From Hammersley's lines to Hammersley's trees
Anne-Laure Basdevant (MODAL'X), Lucas Gerin (CMAP), Jean-Baptiste, Gouere, Arvind Singh (LM-Orsay)

TL;DR
This paper introduces Hammersley's tree process, a stationary random tree model extending Hammersley's line process, which counts heaps needed for random permutations and grows logarithmically with permutation size.
Contribution
It constructs a new stationary random tree model with prescribed offspring distribution, extending Hammersley's process and linking it to heap counting in permutations.
Findings
Number of heaps grows logarithmically with permutation size
Model extends Hammersley's line process to trees
Provides a combinatorial interpretation for the process
Abstract
We construct a stationary random tree, embedded in the upper half plane, with prescribed offspring distribution and whose vertices are the atoms of a unit Poisson point process.

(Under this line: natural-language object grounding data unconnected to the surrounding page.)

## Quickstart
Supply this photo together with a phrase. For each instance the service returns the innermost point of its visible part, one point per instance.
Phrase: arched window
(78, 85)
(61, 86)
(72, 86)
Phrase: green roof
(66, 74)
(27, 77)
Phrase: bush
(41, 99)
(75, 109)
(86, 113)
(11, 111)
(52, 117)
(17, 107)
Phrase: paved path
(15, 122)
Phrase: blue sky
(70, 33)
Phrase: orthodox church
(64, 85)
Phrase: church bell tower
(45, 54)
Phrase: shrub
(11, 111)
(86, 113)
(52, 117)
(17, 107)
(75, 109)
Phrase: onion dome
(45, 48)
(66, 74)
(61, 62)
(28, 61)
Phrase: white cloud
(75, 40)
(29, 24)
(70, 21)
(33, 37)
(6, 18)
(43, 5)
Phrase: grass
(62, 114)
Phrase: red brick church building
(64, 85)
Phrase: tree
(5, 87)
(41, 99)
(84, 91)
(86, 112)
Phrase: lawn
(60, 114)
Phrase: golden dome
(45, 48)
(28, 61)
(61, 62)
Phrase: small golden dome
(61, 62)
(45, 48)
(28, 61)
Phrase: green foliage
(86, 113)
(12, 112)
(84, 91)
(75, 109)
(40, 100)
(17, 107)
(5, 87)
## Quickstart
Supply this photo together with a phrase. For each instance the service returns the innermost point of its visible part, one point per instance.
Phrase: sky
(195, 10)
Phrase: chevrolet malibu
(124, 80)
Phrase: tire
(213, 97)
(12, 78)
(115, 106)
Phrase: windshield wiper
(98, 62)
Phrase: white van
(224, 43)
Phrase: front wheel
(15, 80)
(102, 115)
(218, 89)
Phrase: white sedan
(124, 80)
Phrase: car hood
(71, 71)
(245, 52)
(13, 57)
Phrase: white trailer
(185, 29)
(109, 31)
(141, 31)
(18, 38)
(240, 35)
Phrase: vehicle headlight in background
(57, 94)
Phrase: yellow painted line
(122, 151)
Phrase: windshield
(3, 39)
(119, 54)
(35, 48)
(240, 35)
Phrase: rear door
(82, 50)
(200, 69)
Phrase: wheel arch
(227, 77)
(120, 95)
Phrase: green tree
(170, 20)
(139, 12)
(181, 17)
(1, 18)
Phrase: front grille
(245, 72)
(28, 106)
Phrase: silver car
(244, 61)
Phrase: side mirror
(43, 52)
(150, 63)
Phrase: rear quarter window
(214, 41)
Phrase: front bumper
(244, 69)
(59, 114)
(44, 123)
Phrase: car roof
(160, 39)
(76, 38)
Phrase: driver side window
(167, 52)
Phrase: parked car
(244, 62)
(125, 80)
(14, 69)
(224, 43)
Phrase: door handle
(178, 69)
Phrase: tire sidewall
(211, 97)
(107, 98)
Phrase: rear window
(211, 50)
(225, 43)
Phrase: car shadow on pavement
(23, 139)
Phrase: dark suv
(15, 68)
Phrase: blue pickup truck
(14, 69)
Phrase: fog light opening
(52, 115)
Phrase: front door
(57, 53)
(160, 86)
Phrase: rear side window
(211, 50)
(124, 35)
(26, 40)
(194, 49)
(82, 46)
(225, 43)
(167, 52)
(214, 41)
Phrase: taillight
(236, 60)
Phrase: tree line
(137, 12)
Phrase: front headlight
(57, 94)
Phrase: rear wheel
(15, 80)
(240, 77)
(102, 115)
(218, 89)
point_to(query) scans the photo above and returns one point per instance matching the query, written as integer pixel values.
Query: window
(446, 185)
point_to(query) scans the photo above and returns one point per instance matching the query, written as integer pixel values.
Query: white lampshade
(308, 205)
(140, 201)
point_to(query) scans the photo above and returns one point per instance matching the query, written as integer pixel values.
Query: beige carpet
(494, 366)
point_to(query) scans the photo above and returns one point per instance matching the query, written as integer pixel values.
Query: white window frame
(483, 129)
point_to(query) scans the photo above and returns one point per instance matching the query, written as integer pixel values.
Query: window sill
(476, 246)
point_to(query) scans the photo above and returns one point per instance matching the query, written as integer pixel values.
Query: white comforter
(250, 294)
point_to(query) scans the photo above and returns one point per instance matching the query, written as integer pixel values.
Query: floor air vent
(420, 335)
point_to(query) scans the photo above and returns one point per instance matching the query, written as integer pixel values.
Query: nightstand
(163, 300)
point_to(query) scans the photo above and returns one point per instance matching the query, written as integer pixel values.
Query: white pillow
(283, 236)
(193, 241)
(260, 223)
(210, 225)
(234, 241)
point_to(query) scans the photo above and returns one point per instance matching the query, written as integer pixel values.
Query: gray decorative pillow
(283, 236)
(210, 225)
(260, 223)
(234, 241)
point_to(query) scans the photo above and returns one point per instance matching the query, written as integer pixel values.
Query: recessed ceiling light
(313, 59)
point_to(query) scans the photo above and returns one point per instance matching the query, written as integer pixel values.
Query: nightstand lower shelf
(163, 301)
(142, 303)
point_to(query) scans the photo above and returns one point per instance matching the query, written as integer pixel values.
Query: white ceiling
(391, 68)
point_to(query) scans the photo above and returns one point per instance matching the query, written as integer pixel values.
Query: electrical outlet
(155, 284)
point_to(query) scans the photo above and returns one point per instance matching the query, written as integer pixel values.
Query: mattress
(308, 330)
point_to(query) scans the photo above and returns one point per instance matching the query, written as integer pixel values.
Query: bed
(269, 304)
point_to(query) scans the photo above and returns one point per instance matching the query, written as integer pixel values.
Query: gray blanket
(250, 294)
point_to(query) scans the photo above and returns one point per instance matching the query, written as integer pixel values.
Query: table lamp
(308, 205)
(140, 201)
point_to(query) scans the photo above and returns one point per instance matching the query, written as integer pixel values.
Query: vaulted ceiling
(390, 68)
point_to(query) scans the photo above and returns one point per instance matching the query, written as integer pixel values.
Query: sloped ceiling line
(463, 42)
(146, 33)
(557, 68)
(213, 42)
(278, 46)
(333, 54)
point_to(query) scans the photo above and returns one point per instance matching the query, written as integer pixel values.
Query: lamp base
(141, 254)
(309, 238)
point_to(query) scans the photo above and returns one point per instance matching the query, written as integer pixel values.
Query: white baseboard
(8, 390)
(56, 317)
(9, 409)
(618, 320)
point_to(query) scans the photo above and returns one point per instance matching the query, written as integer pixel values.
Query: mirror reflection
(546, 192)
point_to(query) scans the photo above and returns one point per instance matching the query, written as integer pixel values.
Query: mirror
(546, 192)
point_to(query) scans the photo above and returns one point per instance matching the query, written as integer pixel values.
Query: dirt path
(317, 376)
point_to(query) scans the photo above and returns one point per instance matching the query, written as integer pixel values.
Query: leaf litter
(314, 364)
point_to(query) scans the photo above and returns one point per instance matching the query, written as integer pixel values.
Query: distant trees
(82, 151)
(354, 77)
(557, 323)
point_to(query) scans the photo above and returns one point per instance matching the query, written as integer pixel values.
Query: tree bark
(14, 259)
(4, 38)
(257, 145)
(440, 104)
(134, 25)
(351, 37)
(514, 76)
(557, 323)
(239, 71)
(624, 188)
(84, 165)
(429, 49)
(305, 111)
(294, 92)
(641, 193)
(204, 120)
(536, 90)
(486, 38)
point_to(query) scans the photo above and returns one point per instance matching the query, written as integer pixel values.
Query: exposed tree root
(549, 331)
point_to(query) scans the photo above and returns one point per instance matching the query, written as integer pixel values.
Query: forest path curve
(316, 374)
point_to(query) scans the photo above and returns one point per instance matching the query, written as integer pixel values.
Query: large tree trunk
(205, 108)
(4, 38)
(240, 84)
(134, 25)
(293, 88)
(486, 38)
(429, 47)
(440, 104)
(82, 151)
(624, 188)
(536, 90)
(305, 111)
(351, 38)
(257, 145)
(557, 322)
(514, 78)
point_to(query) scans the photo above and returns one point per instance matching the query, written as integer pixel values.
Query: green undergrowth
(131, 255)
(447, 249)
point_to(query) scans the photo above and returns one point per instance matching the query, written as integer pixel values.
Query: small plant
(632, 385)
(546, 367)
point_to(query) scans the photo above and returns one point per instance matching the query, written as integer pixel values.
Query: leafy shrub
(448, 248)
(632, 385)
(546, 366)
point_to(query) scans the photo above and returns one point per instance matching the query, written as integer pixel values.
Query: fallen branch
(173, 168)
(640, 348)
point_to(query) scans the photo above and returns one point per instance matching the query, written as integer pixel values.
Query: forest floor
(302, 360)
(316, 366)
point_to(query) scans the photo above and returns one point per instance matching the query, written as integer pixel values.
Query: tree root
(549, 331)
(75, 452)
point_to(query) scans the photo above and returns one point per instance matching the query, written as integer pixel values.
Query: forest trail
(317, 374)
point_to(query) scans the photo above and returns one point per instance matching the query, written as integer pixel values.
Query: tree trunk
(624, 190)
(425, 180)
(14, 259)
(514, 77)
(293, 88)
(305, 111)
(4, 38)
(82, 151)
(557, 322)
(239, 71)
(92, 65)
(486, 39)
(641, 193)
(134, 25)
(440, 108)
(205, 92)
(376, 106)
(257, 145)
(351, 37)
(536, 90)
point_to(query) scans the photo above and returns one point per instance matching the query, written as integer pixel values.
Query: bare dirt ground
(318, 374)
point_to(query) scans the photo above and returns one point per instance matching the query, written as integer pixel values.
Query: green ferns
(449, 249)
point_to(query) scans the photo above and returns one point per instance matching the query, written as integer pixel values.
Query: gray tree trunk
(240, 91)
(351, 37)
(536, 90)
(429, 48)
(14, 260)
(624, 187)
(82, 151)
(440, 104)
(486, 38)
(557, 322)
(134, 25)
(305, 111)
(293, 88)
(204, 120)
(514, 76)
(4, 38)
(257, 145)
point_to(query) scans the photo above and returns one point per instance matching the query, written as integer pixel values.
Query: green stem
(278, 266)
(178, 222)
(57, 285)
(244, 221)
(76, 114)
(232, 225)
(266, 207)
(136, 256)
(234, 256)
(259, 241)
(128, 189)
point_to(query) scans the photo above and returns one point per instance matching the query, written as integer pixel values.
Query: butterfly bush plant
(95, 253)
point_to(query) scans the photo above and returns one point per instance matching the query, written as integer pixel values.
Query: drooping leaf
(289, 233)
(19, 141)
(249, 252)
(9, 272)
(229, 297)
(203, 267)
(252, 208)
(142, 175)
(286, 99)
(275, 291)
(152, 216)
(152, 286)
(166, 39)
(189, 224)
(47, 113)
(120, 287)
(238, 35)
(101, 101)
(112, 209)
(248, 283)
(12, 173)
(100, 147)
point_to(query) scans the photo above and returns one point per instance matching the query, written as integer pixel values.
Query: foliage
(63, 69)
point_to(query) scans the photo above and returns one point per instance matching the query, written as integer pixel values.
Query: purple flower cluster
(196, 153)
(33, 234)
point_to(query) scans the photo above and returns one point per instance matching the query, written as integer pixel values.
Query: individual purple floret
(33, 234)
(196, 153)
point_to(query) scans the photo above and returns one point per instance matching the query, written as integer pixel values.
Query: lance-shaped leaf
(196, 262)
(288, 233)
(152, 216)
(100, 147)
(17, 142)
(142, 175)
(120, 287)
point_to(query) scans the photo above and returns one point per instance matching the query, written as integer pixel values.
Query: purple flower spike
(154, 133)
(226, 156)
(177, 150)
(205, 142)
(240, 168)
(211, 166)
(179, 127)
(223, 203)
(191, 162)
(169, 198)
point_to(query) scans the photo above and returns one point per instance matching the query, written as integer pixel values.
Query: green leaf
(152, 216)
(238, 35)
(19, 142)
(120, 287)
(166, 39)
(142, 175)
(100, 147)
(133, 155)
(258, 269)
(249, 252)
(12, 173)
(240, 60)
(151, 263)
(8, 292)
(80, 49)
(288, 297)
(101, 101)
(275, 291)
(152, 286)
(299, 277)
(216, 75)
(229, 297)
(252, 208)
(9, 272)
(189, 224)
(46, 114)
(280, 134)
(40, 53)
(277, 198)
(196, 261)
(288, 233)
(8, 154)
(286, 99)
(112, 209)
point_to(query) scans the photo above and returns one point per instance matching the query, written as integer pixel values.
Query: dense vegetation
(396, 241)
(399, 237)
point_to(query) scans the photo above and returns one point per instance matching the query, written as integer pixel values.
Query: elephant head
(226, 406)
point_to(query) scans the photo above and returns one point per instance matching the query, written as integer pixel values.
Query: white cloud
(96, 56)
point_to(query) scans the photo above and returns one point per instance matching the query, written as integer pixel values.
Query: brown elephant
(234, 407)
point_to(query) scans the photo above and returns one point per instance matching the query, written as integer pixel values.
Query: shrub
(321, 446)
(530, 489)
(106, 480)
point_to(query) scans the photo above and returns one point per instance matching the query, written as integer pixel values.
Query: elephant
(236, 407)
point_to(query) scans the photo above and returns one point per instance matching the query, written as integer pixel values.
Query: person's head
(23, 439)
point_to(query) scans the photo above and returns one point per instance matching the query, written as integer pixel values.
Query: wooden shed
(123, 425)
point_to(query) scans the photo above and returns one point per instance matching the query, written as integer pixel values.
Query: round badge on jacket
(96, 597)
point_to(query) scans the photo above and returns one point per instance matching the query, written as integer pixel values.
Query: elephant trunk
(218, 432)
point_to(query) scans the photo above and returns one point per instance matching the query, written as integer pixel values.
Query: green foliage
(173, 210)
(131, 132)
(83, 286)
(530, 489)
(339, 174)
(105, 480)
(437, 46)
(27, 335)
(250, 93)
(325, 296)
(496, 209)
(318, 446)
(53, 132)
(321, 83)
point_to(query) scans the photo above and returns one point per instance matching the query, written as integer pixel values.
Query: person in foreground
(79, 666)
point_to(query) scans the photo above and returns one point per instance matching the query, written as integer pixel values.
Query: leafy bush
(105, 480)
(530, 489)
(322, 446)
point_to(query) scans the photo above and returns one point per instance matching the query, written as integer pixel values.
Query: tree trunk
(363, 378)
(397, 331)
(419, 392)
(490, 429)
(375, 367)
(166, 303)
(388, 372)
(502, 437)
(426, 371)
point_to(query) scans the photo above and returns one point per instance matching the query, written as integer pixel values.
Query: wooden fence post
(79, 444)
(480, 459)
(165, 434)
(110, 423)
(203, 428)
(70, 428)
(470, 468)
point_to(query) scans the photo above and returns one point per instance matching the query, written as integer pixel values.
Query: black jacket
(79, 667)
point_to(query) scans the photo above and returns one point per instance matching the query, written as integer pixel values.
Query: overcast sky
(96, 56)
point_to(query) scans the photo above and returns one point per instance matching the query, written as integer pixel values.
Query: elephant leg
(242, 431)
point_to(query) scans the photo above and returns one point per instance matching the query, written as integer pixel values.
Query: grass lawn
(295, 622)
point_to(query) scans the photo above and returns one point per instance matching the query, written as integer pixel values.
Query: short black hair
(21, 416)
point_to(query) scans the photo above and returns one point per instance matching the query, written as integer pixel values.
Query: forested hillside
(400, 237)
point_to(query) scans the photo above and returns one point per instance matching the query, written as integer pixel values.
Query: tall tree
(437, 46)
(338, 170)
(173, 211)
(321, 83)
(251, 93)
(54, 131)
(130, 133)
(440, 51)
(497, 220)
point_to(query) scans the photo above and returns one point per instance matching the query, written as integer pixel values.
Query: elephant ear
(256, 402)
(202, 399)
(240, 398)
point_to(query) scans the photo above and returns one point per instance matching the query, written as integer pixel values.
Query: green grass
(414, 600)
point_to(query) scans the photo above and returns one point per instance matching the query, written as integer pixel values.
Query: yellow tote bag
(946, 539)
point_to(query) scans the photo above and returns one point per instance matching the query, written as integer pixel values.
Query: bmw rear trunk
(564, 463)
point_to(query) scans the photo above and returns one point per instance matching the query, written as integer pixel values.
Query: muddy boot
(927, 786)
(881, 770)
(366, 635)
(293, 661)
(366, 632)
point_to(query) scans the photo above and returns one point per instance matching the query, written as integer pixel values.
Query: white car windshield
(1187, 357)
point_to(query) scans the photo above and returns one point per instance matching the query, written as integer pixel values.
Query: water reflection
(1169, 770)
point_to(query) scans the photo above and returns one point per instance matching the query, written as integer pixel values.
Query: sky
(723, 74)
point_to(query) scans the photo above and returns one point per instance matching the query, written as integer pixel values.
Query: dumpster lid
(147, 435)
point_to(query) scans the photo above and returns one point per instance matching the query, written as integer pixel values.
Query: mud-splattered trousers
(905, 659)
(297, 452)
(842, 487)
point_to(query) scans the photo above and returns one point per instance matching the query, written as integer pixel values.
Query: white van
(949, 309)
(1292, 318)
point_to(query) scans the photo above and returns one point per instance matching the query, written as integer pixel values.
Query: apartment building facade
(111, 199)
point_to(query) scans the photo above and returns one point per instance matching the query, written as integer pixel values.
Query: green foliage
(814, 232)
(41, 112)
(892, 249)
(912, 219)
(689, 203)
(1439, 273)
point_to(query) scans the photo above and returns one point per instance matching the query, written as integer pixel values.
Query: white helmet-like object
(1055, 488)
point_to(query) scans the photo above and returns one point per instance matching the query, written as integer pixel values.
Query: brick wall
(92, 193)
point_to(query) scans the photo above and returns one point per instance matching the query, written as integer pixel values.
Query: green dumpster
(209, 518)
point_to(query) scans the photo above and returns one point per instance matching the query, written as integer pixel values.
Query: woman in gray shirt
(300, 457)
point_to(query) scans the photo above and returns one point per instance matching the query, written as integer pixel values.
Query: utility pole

This process which we call Hammersley's tree process extends the usual Hammersley's line process. Just as Hammersley's process is related to the problem of the longest increasing subsequence, this model also has a combinatorial interpretation: it counts the number of heaps (i.e. increasing trees) required to store a random permutation. This problem was initially considered by Byers et. al (2011) and Istrate and Bonchis (2015) in the case of regular trees. We show, in particular, that the number of heaps grows logarithmically with the size of the permutation.